This is the sixth of a series of guest posts and dialogues around the question: How does Whiteness Separate us from God?
Written by Jeannie Lynn
“If you want to get in touch with the reality of a thing, the first thing you must understand is that every idea distorts reality and is a barrier to seeing reality.”
-Anthony de Mello
“The day you teach the child the name of the bird, the child will never see that bird again.”
Nearly two years ago, I accidently saw God in Burgettstown, Pennsylvania.
On that particular day, I met a young woman who was waiting by the side of the road, with a cardboard box in her hands, and inside this box was God.

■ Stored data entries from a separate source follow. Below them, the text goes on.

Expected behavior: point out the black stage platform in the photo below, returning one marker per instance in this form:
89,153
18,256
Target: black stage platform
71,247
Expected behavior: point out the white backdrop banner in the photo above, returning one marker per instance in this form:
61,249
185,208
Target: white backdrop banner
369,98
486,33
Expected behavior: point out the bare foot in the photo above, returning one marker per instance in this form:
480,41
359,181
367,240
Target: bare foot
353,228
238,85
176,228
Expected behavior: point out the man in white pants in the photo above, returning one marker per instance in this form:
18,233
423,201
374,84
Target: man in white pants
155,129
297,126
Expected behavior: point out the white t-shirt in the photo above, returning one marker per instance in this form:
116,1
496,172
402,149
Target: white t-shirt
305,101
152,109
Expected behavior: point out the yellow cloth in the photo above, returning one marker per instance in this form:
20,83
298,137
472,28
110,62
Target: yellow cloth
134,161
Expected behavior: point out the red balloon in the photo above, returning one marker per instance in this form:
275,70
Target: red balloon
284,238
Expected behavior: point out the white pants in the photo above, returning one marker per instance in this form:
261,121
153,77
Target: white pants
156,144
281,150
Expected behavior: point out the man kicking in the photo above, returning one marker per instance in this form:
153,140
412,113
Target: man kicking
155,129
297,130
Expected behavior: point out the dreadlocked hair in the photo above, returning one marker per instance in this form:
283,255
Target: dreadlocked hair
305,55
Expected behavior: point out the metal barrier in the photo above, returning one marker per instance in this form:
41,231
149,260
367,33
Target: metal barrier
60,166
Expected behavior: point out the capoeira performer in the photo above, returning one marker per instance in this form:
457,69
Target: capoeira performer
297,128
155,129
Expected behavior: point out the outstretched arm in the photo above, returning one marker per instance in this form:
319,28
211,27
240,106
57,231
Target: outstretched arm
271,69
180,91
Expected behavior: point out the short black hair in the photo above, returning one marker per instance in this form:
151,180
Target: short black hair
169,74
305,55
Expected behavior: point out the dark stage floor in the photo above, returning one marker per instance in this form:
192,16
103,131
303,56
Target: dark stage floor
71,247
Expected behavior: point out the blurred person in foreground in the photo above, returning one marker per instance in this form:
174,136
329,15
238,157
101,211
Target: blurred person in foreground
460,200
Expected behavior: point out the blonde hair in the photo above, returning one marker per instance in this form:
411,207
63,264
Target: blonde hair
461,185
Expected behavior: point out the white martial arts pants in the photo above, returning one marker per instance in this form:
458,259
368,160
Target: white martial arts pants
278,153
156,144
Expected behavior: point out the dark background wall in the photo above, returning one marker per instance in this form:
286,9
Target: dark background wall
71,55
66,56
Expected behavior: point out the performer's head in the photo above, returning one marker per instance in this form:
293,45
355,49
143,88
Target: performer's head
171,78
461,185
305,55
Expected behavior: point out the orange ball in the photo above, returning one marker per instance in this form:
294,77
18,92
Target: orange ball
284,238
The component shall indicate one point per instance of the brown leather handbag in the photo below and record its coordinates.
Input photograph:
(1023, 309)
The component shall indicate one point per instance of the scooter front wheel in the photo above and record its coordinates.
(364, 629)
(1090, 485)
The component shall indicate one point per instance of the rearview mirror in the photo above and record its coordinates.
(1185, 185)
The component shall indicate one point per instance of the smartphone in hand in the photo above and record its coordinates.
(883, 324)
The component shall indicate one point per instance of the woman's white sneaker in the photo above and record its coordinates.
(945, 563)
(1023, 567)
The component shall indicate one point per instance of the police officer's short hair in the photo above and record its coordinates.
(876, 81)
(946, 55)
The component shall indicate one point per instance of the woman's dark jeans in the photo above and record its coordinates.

Its picture (after coming home) is below:
Earlier that same week, at a church down the street from my Pittsburgh apartment, I had learned the term “Panentheism” as defined by Original Blessing author Matthew Fox: “God is in everything and everything is in God.” It seemed like a nice thought, that God could be closer than watching us from somewhere else. But now after seeing this tiny part of God that we commonly refer to as a rabbit, the theology suddenly became a breathing thing. Standing in the July sun, I could find no words to describe the shocking transparency of this black and white thing-in-a box, which was so new to life, to its own neuromuscular system. No description, that is, except God.
After that day, I gradually began to perceive that same startling what-it-isness more and more frequently, and I believe it is always here, in everything, although most of time I disregard it in favor of the dazzling cognitive busywork of categorization and comparison and preference and association.
One particular example of this kind of distraction, in the context of Amanda’s blog question, is whiteness. *
When I look in the mirror or down at my body and think or say “white,” the energy of my attention diverts from the actuality of my visual field, to that second screen that people often refer to as the “mind’s eye.” Somehow, I lose awareness of the textured patterns and shading, the contours, the movingness and heat of myself-as-I-am. Instead, maybe all I see are the meanings and ideas that are associated with the label “whiteness” in my mind, and which are dead outlines. **
It doesn’t seem to matter whether my associations with whiteness are positive or negative, whether I feel pleasure or pain when categorizing my self-image as “white.” It still represents a kind of cheap thrill or sugar high which bears little resemblance to the dynamic actuality of this creature, myself. Identification with whiteness or any other label as projected onto that second screen of my mind’s eye absolutely lacks the power and potency connection to What-Is , to God.
I don’t believe that White or Rabbit or any other construct can separate what is already true from myself, itself. However, these constructs, way too often, result in a case of mistaken identity, of the thing-as-it-is.
*Because God is in everything and everything is in God, I believe that labels and categories are also a part of God, but I tend to mistakenly treat them as gods in themselves.
**I don’t actually believe that anything is dead.
Jeannie Lynn lives and works on the east side of Pittsburgh, as a nursing assistant and GED tutor. She prefers to spend most of her spare time in conversation with her rabbits.